• Oral Anticoagulation Alone Lowers Bleeding Risk After TAVR in AFib Patients

    POPular TAVI compared this strategy to oral anticoagulation plus clopidogrel for 3 months after TAVR

    Patients with atrial fibrillation on oral anticoagulation (OAC) therapy who underwent transcatheter aortic valve replacement (TAVR) and continued treatment with OAC alone had a lower rate of serious bleeding at 1-year follow-up than patients who received OAC plus clopidogrel for 3 months after TAVR, according to late-breaking trial results presented Sunday at the American College of Cardiology Scientific Sessions 2020 virtual conference.

    Jurrien ten Berg, MD, PhD, MSc, of St. Antonius Hospital, Nieuwegein, Netherlands, presented the results of Cohort B of the POPular TAVI trial. This study was simultaneously published online in The New England Journal of Medicine.

    A significant percentage of patients undergoing TAVR, also known as transcatheter aortic valve implantation (TAVI), have concomitant atrial fibrillation requiring them to be on chronic OAC. Current guidelines do not specify a treatment strategy for these patients after TAVR, and the question of whether the addition of an antiplatelet to treatment with OAC is beneficial is not yet understood.    

    POPular TAVI is a prospective, randomized, parallel-group, open-label, multi-center trial performed at 17 European sites. It has two cohorts. Cohort A randomized patients without an indication for OAC after TAVR to aspirin or aspirin and clopidogrel.
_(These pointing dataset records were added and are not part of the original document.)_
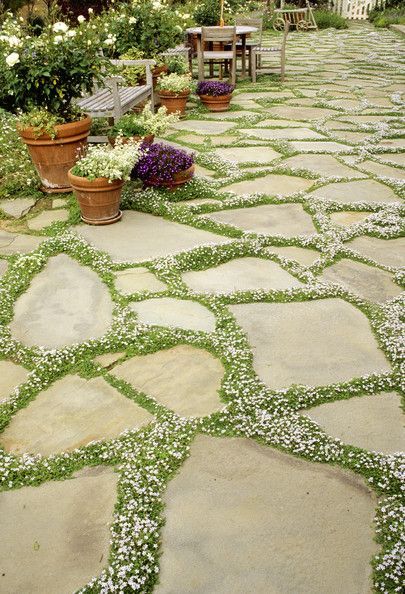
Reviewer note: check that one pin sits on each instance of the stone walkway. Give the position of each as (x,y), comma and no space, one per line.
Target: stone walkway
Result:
(213,384)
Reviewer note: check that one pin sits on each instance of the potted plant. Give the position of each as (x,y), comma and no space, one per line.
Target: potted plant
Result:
(143,126)
(41,77)
(165,166)
(174,90)
(215,94)
(97,179)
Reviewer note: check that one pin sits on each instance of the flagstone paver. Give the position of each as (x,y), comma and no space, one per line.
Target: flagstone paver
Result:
(313,342)
(274,219)
(185,379)
(65,303)
(58,531)
(70,414)
(180,313)
(244,518)
(241,274)
(364,421)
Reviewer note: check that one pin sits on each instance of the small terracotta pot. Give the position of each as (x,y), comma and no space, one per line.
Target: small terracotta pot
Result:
(99,200)
(54,157)
(218,103)
(174,102)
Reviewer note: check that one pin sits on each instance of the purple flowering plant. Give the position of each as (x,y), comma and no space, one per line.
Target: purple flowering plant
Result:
(160,164)
(215,88)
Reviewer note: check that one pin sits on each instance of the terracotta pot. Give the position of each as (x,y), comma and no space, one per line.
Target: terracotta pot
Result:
(54,157)
(179,179)
(146,139)
(99,200)
(174,102)
(219,103)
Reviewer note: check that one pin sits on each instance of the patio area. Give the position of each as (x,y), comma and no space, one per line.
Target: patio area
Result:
(204,398)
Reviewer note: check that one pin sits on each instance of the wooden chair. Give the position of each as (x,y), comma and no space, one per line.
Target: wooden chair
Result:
(259,51)
(226,57)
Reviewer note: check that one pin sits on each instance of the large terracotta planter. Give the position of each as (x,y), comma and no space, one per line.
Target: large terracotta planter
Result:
(174,102)
(54,157)
(99,200)
(218,103)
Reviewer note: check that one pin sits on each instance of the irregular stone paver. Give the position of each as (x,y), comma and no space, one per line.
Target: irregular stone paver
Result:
(244,518)
(46,218)
(11,375)
(274,219)
(366,190)
(55,537)
(185,379)
(141,236)
(241,274)
(368,282)
(65,303)
(389,252)
(302,255)
(372,422)
(315,342)
(324,165)
(245,154)
(180,313)
(271,185)
(17,208)
(13,243)
(133,280)
(70,414)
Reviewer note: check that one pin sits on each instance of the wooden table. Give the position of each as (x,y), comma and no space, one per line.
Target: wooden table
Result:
(242,31)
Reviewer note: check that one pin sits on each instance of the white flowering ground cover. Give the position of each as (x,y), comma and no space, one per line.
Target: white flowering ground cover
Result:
(345,88)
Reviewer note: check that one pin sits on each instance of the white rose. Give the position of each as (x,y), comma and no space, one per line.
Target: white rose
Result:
(60,27)
(12,59)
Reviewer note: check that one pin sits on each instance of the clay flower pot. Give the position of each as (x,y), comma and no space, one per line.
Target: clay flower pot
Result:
(54,157)
(99,199)
(174,102)
(216,103)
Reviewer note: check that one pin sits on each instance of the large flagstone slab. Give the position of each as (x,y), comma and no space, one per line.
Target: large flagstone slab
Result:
(371,422)
(64,304)
(271,185)
(241,274)
(274,219)
(245,518)
(184,378)
(55,537)
(367,190)
(368,282)
(389,252)
(70,414)
(180,313)
(140,236)
(324,165)
(315,342)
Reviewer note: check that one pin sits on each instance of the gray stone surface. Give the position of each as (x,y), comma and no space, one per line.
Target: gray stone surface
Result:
(274,219)
(373,422)
(55,537)
(368,282)
(242,518)
(70,414)
(65,303)
(133,280)
(241,274)
(180,313)
(272,185)
(185,379)
(366,190)
(140,236)
(389,252)
(315,342)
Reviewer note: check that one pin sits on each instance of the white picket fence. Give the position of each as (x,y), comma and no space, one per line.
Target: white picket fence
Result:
(355,9)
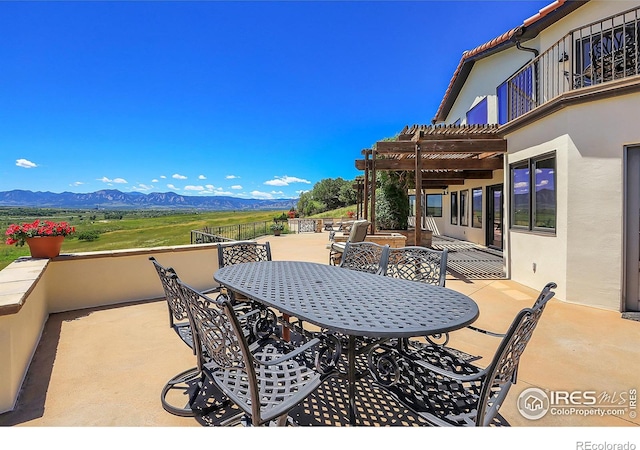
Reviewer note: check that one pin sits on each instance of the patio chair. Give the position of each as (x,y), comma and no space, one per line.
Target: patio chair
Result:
(179,321)
(418,264)
(178,318)
(449,391)
(237,252)
(358,233)
(265,380)
(254,324)
(365,257)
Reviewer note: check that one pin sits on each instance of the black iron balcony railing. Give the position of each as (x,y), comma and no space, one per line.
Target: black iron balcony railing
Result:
(596,53)
(240,232)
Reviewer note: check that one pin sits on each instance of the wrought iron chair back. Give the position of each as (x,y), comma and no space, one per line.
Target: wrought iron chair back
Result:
(178,316)
(263,380)
(448,390)
(418,264)
(503,371)
(230,253)
(359,231)
(365,257)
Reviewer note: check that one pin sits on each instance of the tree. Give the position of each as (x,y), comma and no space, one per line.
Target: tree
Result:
(327,191)
(392,201)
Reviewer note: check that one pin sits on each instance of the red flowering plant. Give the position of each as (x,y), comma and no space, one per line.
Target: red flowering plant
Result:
(18,234)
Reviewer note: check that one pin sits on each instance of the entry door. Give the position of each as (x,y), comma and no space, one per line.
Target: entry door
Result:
(494,216)
(632,230)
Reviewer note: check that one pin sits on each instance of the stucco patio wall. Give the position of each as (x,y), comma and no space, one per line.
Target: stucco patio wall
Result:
(32,289)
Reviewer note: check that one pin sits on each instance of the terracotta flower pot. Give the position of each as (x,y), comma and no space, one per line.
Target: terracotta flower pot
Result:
(45,246)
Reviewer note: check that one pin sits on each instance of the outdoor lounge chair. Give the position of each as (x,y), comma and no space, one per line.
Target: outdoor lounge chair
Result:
(365,257)
(265,380)
(358,233)
(176,388)
(449,391)
(179,321)
(418,264)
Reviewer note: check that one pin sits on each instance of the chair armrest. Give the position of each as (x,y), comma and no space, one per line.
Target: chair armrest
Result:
(298,350)
(452,375)
(489,333)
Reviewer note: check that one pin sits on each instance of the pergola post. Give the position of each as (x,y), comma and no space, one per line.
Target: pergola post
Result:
(373,191)
(366,184)
(418,228)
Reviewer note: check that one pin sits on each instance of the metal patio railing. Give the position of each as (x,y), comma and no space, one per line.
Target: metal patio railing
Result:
(224,233)
(596,53)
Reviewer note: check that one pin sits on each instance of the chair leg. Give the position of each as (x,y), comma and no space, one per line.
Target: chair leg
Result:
(177,388)
(282,420)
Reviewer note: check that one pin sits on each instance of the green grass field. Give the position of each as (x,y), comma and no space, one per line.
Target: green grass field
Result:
(136,229)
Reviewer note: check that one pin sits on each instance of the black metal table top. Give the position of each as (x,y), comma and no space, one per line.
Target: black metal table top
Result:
(351,302)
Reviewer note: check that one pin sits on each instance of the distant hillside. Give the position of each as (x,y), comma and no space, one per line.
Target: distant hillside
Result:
(114,199)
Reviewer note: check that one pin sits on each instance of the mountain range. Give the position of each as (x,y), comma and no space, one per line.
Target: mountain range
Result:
(114,199)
Cohort B, which was presented Sunday, randomized patients on chronic OAC therapy to treatment with OAC alone or to clopidogrel for three months in addition to OAC after TAVR.

    The main inclusion criteria included the need for long-term OAC, and the main exclusion criteria were drug-eluting stent implantation 3 months before TAVR, bare metal stent implantation 1 month pre-TAVR or clopidogrel allergy. Randomization was performed before TAVR in a 1:1 ratio.
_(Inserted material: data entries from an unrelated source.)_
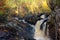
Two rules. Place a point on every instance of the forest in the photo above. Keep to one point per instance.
(29, 19)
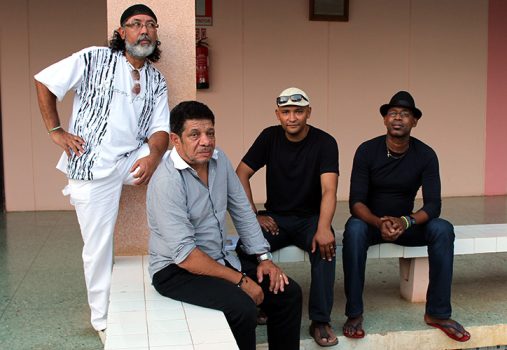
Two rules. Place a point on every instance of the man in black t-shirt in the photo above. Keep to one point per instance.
(301, 179)
(386, 174)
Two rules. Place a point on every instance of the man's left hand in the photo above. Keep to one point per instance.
(277, 278)
(326, 242)
(143, 169)
(392, 227)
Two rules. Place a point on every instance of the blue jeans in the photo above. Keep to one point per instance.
(437, 234)
(299, 231)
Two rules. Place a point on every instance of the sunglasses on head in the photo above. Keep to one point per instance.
(294, 98)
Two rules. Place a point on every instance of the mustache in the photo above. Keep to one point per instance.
(143, 37)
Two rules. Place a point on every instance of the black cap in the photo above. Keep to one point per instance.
(138, 9)
(401, 99)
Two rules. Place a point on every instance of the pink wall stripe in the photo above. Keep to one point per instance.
(496, 105)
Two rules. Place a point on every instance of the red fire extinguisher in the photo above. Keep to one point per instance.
(202, 64)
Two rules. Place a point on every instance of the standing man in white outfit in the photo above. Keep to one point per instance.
(118, 133)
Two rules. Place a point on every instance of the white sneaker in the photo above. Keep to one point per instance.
(102, 336)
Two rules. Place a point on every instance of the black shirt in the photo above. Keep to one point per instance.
(293, 169)
(388, 186)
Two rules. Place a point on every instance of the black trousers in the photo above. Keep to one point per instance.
(437, 234)
(283, 309)
(299, 231)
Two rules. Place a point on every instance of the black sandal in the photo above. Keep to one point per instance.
(323, 337)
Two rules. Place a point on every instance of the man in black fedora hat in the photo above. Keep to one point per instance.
(387, 173)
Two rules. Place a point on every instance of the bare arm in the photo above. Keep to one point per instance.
(244, 173)
(47, 105)
(324, 237)
(199, 263)
(158, 143)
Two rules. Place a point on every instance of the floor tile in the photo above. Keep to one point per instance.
(170, 338)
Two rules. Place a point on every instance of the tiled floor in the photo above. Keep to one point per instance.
(142, 319)
(43, 302)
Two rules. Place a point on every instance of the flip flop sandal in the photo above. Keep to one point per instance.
(322, 338)
(446, 327)
(357, 328)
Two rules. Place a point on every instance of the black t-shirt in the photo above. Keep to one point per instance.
(293, 169)
(388, 186)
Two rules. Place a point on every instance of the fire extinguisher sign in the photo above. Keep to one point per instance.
(203, 13)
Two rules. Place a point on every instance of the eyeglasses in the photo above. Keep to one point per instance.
(294, 98)
(403, 114)
(136, 76)
(137, 26)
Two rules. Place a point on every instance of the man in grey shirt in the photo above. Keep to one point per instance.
(187, 201)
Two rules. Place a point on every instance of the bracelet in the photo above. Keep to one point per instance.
(243, 278)
(54, 129)
(407, 222)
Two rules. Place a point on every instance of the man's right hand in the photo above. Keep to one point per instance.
(68, 142)
(250, 287)
(391, 228)
(268, 224)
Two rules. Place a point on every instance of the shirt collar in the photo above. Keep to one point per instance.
(180, 164)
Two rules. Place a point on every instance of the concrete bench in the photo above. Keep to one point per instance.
(140, 318)
(470, 239)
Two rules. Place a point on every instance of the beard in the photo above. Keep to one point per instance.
(140, 51)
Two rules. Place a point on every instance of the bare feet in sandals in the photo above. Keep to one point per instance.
(323, 334)
(353, 327)
(450, 327)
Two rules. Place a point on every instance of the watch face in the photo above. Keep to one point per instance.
(265, 256)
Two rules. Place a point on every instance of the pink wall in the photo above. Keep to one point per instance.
(496, 130)
(437, 49)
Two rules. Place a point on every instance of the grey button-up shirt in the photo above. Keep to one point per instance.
(184, 213)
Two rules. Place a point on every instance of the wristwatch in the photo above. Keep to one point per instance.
(265, 256)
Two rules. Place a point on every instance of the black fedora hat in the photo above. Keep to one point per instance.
(401, 99)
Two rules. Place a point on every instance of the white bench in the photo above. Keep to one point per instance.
(470, 239)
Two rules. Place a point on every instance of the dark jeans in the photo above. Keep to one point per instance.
(299, 231)
(437, 234)
(283, 309)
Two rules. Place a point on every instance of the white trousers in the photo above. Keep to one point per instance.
(96, 203)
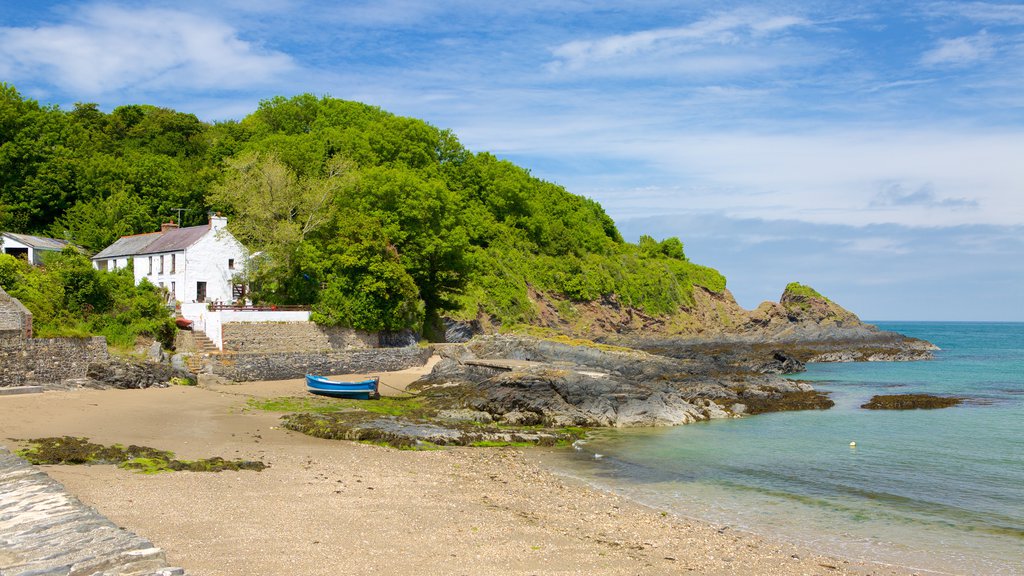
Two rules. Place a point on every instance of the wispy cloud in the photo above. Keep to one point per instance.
(109, 48)
(899, 195)
(961, 51)
(994, 13)
(719, 42)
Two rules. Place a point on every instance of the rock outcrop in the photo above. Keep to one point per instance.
(522, 380)
(775, 337)
(118, 373)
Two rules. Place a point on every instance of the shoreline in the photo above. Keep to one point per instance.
(332, 506)
(550, 461)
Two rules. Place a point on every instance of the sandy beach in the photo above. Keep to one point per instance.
(339, 507)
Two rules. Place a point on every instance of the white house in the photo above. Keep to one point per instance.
(30, 247)
(195, 264)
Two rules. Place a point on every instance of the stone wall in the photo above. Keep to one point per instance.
(283, 366)
(52, 363)
(292, 337)
(45, 530)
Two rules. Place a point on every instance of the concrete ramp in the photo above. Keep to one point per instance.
(45, 530)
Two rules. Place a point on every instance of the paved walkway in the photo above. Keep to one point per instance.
(45, 530)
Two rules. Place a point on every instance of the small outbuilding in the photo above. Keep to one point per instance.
(32, 248)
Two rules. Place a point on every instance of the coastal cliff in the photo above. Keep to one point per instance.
(803, 326)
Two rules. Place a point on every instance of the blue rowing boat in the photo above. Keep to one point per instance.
(363, 389)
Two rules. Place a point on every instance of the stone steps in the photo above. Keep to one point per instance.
(203, 343)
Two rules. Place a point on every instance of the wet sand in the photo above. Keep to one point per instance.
(327, 507)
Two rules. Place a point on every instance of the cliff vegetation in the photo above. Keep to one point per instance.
(376, 220)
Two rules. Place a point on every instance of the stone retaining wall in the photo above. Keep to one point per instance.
(292, 337)
(48, 362)
(283, 366)
(45, 530)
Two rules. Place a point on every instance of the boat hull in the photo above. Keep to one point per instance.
(363, 389)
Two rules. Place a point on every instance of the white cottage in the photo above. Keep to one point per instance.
(195, 264)
(31, 248)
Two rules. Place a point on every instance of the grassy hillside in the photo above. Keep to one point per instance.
(376, 220)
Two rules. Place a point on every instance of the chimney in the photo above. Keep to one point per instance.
(217, 221)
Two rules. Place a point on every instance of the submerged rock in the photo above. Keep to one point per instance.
(910, 402)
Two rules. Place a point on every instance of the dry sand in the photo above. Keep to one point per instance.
(338, 507)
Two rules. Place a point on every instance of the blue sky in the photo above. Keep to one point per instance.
(871, 150)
    The trial had two primary outcomes: all bleeding and non-procedural bleeding. The Valve Academic Research Consortium-2 (VARC-2) was used to classify bleeding events and vascular complications, and Bleeding Academic Research Consortium (BARC) type 4 severe bleeding was used to define procedure-related events.
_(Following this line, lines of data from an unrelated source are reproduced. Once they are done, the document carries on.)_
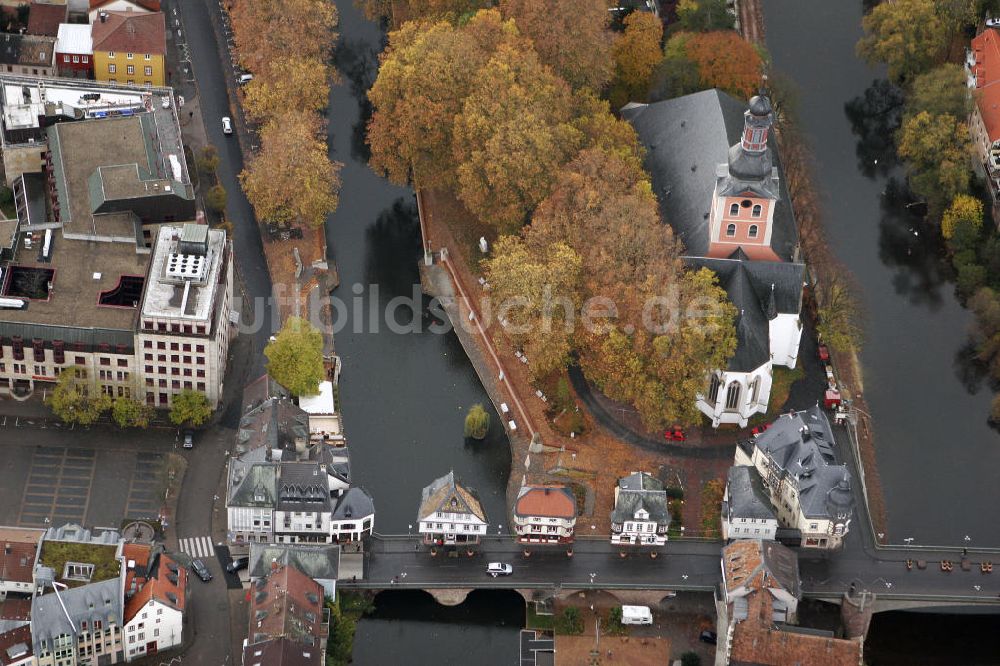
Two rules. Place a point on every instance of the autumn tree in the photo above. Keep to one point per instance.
(570, 36)
(940, 91)
(636, 54)
(426, 73)
(189, 408)
(535, 296)
(703, 16)
(512, 136)
(71, 399)
(129, 413)
(292, 83)
(964, 209)
(908, 35)
(292, 179)
(725, 61)
(265, 31)
(937, 150)
(295, 357)
(838, 313)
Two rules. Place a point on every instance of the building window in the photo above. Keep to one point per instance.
(732, 395)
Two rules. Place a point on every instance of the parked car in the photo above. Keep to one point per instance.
(200, 570)
(238, 564)
(499, 569)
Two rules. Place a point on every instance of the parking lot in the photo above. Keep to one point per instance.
(94, 477)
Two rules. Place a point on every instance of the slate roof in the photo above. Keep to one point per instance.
(354, 503)
(760, 290)
(130, 32)
(747, 497)
(545, 501)
(288, 604)
(686, 138)
(640, 490)
(44, 18)
(801, 445)
(96, 601)
(447, 496)
(320, 562)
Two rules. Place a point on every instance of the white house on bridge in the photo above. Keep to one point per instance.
(641, 515)
(807, 489)
(717, 177)
(545, 514)
(450, 514)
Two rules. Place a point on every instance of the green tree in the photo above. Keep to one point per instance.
(908, 35)
(129, 413)
(570, 36)
(71, 400)
(512, 136)
(839, 314)
(477, 422)
(963, 209)
(295, 357)
(703, 16)
(215, 198)
(636, 55)
(940, 91)
(189, 407)
(535, 293)
(938, 150)
(426, 73)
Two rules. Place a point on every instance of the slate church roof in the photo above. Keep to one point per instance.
(686, 138)
(760, 290)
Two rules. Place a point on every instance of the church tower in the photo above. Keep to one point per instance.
(746, 191)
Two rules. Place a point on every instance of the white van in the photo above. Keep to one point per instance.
(637, 615)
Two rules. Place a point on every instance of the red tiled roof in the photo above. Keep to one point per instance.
(759, 642)
(11, 638)
(151, 584)
(986, 47)
(151, 5)
(44, 19)
(547, 501)
(129, 32)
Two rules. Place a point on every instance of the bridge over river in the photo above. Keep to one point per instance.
(681, 565)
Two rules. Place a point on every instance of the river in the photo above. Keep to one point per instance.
(404, 396)
(937, 454)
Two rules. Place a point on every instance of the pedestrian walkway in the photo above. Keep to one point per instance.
(197, 546)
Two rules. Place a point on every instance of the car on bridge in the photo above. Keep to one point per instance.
(499, 569)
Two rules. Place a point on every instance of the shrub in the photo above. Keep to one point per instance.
(477, 422)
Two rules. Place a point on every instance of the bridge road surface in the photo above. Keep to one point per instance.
(681, 565)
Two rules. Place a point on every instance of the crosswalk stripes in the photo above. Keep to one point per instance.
(197, 546)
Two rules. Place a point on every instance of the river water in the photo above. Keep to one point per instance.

    A total of 326 patients underwent randomization; 164 were assigned to receive OAC alone, and of those patients, 157 completed 12 months of follow-up. In the second arm, 162 were assigned to receive OAC plus clopidogrel for 3 months, of whom 156 patients completed 12 months of follow-up. There were no significant differences between the groups in baseline characteristics. The patients’ mean age was approximately 81 years, and about 45.4% were women.

    Patients who received OAC alone were less likely to experience all-cause bleeding than those taking OAC and clopidogrel (21.7% vs. 34.6%; risk [RR], 0.63; 95% confidence interval [CI], 0.43-0.90; p = 0.01). Access-site bleeding was the most common cause of bleeding.

    One secondary composite outcome (cardiovascular-related death, non-procedure-related bleeding, all-cause stroke, or myocardial infarction) occurred in 31.2% of the OAC-alone group and in 45.5% of the OAC-plus-clopidogrel group (95% CI for noninferiority, −25.0 to −3.6; RR, 0.69; 95% CI for superiority, 0.51 to 0.92). Another secondary composite outcome (cardiovascular-related death, ischemic stroke, or myocardial infarction) occurred in 13.4% receiving OAC alone and in 17.3% receiving OAC plus clopidogrel (95% CI for noninferiority, −11.9 to 4.0; RR, 0.77; 95% CI for superiority, 0.46 to 1.31). Both of these outcomes showed noninferiority for OAC alone, but the authors wrote in the New England Journal of Medicine manuscript, “No clinical inferences can be drawn for these secondary outcome results because of the lack of a plan for correction for multiple comparisons.”

    “The rates of complications for TAVR — especially complications related to bleeding — remain high,” said Vincent Nijenhuis, MD, of St. Antonius Hospital and the study’s lead author, in a news release accompanying the trial results. “This study helps physicians to better understand the risks of adding antiplatelet therapy to oral anticoagulants — namely, that doing so leads to more bleeding without reducing the rate of ischemic events. I think once physicians are aware of this, they will not treat patients undergoing TAVR so aggressively, leading to better outcomes.”

    The trial was funded by The Netherlands Organization for Health Research and Development.